Perl word disenvoweling: removing all vowels except the first and last


In order to shorten a number of names, but still keep them somewhat readable, I would like to remove all vowels from strings, except for the first and last occurrence. For example, I'd like 'Minnesota' to become 'Minnsta'.

my $name="Minnesota";

I've tried to make use of Perl's zero-width look-behind regex syntax, like so:

$name =~ s/(?<=[aeiou])([^aeiou]*)[aeiou]/$1/ig; # minnst

However, although this properly takes care of the first vowel, it removes the last one. To fix this, I tried to keep the last vowel in place, like this:

$name =~ s/(?<=[aeiou])([^aeiou]*)([aeiou])([aeiou][^aeiou]*)$/$1$3/ig; # minnesota

This also didn't work, presumably because the '$' anchors the whole regex to the end of the string.

Of course, I could look up the position of the first vowel, reverse the rest of the string and remove all vowels except for the 'first' (last), and re-reverse and concatenate the strings, but that's not very elegant.
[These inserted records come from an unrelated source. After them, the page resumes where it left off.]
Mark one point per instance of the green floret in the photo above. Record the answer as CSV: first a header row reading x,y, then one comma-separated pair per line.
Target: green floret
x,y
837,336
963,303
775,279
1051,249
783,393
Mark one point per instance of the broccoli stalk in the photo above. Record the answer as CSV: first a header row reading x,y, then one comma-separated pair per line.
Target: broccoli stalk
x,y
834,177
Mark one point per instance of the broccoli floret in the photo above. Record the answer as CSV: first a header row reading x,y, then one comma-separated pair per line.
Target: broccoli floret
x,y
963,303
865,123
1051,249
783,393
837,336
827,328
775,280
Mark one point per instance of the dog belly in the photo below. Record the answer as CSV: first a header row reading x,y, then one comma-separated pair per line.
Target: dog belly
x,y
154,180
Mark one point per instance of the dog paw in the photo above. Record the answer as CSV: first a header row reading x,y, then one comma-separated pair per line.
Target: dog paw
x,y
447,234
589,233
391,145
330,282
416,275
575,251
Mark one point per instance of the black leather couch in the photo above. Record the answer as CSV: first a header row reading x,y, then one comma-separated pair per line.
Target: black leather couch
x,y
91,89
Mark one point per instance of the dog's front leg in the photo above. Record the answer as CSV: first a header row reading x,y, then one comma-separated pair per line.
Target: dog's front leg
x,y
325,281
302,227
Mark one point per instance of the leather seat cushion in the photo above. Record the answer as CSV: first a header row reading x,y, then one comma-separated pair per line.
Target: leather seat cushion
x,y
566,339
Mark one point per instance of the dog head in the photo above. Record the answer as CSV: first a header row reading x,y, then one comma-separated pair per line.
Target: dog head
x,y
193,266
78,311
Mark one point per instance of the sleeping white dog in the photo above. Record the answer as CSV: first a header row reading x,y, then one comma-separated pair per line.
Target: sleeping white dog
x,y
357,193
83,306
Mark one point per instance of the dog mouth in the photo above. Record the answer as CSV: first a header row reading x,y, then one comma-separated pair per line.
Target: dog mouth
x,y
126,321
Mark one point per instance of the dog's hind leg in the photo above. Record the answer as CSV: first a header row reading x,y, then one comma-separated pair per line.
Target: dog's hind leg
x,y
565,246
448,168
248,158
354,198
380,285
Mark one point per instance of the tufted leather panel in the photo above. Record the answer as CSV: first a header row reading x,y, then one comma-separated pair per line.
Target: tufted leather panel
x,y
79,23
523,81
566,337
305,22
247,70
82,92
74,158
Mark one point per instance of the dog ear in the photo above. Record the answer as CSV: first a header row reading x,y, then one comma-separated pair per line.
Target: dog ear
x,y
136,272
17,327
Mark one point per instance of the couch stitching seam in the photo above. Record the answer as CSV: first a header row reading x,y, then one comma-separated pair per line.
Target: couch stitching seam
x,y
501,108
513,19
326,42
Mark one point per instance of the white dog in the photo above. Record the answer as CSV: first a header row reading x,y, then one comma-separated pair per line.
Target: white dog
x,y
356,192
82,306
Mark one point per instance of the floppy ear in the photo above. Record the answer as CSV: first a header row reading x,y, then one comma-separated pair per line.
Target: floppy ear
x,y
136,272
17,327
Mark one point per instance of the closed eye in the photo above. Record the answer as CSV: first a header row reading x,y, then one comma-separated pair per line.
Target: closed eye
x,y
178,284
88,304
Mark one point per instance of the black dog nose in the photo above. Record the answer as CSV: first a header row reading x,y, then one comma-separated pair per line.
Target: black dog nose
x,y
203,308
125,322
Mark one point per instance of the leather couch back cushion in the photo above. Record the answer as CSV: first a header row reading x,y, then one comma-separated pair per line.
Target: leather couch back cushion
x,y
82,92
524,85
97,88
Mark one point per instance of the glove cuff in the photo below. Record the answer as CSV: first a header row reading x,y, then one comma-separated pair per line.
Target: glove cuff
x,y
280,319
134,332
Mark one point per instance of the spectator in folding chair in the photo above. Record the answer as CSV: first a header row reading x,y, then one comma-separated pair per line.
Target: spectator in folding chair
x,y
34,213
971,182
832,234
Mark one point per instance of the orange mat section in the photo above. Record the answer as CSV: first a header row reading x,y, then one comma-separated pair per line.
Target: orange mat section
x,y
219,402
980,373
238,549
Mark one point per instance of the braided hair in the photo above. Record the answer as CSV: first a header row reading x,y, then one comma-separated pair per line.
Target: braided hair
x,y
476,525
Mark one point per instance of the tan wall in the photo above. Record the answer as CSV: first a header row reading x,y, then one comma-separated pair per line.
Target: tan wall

I feel I'm overlooking one of the options of the zero-width syntax.


Solution

  • Just specify a ending boundary condition for your regex: (?![^aeiou]*$):

    use strict;
    use warnings;
    
    my @words = qw(Minnesota concatenate strings elegant I feel overlooking options syntax any greatly appreciated);
    
    for (@words) {
        my $word = $_;
    
        $word =~ s/(?<=[aeiou])([^aeiou]*)[aeiou](?![^aeiou]*$)/$1/ig;
    
        printf "%-12s -> %s\n", $_, $word;
    }
    

    Outputs:

    Minnesota    -> Minnsta
    concatenate  -> conctnte
    strings      -> strings
    elegant      -> elgant
    I            -> I
    feel         -> feel
    overlooking  -> ovrlking
    options      -> optons
    syntax       -> syntax
    any          -> any
    greatly      -> greatly
    appreciated  -> apprcted